Early this morning, cloaked in darkness, someone left a cardboard box in a marshy area in front of Falkenburg Road Jail.
About 5 a.m., a deputy on his way to work discovered the white box outside the jail's public entrance. When deputies looked inside, they saw something gruesome: two dead roosters, two dead baby chickens, a dead dove and a dead white goat.
The six animals were headless.
There was no note and there is no suspect, deputies said. But Hillsborough County Sheriff's Maj.
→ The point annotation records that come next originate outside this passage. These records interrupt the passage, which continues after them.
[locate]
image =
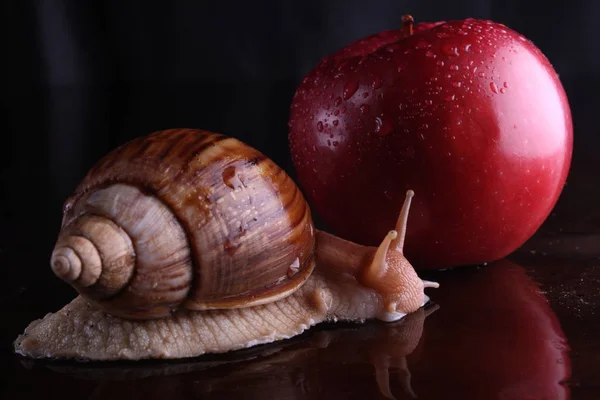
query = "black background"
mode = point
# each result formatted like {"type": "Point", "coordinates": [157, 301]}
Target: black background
{"type": "Point", "coordinates": [82, 77]}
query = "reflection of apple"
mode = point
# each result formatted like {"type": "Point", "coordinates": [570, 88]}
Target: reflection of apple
{"type": "Point", "coordinates": [469, 114]}
{"type": "Point", "coordinates": [494, 337]}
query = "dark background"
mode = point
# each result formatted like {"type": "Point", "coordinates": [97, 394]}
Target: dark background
{"type": "Point", "coordinates": [81, 77]}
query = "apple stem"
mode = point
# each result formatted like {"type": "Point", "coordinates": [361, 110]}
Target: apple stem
{"type": "Point", "coordinates": [407, 24]}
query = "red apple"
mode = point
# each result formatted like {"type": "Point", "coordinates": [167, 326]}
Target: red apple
{"type": "Point", "coordinates": [469, 114]}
Kenny Davis believes the culprit probably was a Santeria practitioner.
"Probably somebody putting a spell on somebody," Davis said.
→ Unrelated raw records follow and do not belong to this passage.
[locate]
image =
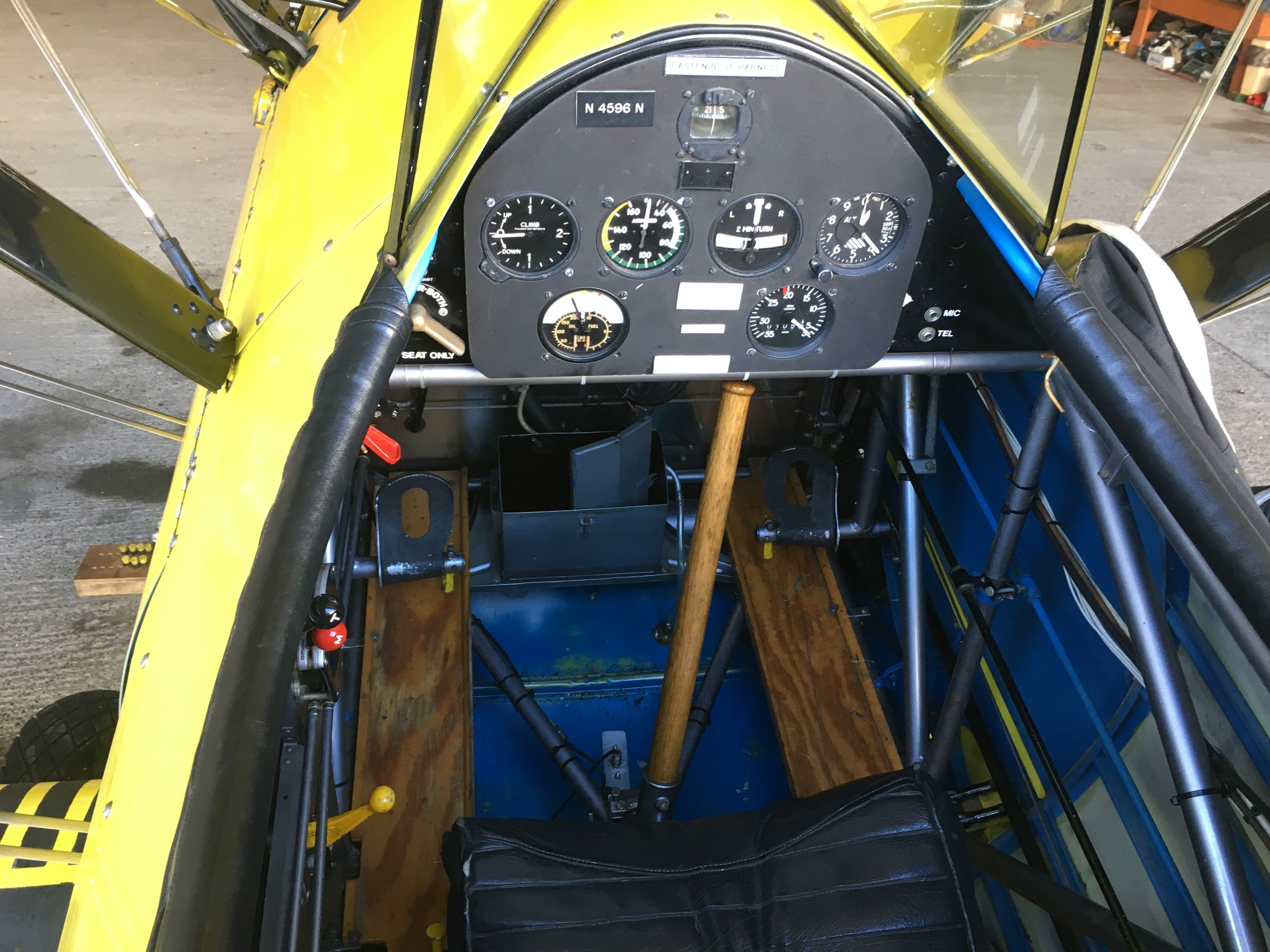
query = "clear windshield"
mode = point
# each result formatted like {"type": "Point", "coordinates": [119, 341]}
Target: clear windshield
{"type": "Point", "coordinates": [1002, 74]}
Davis said similar packages – though perhaps not containing so many dead animals – occasionally are left by the jail.
"It's not alarming to us," he said. "It's kind of like, 'OK, here we go again.' "
Sheriff's spokesman Larry McKinnon said the box of headless animals might "have religious connotations in it for somebody inside the jail."
The case will be investigated as possible animal cruelty investigation, but there are some exemptions when animals are sacrificed for religious purposes, McKinnon said.
Another incident involving an animal's body part occurred in downtown Tampa last week.
On June 28, a deputy spotted a box with nails stick out of it in a parking lot at 800 E. Zack St., across from the county courthouses.
The Tampa police bomb squad was called to investigate the suspicious package. It contained a cow tongue with about 100 nails in it, said police spokeswoman Laura McElroy. There was no note.
Police and deputies are working together "to see if there's any connection with the two boxes with unusual contents," McElroy said.
Philadelphia Inquirer mob writer George Anastasia, who has written books about organized crime, said in underworld circles a mutilated tongue is a warning to someone not to talk or to stop talking.
But Anastasia questioned how someone would get that message from a box left in a parking lot outside courthouses.
"You would assume it's about don't talk, but it could be about some bizarre religious thing," he said.
University of South Florida religion professor Mozella Mitchell said no legitimate African derived religion in the Caribbean and Latin America, such as Santeria, advocates cutting up animals and leaving them in a "special place."
Believers in those religions cook and eat the animals once the sacrifice is completed, she said.
"I would assume that it is a distorted practice of some group," said Mitchell, a professor of comparative religious studies at USF for 30 years. "I don't know what their purposes are. I don't know if they are trying to scare somebody."
Santeria is a hybrid of religions, including Roman Catholicism and African Yoruba. Experts say it began in Cuba when African-born slaves, forced to worship as Catholics, blended the religion with their own beliefs.
Voodoo, meanwhile, is a religion practiced mainly in the Caribbean and is based on West African spiritual traditions that also incorporate elements of Catholicism.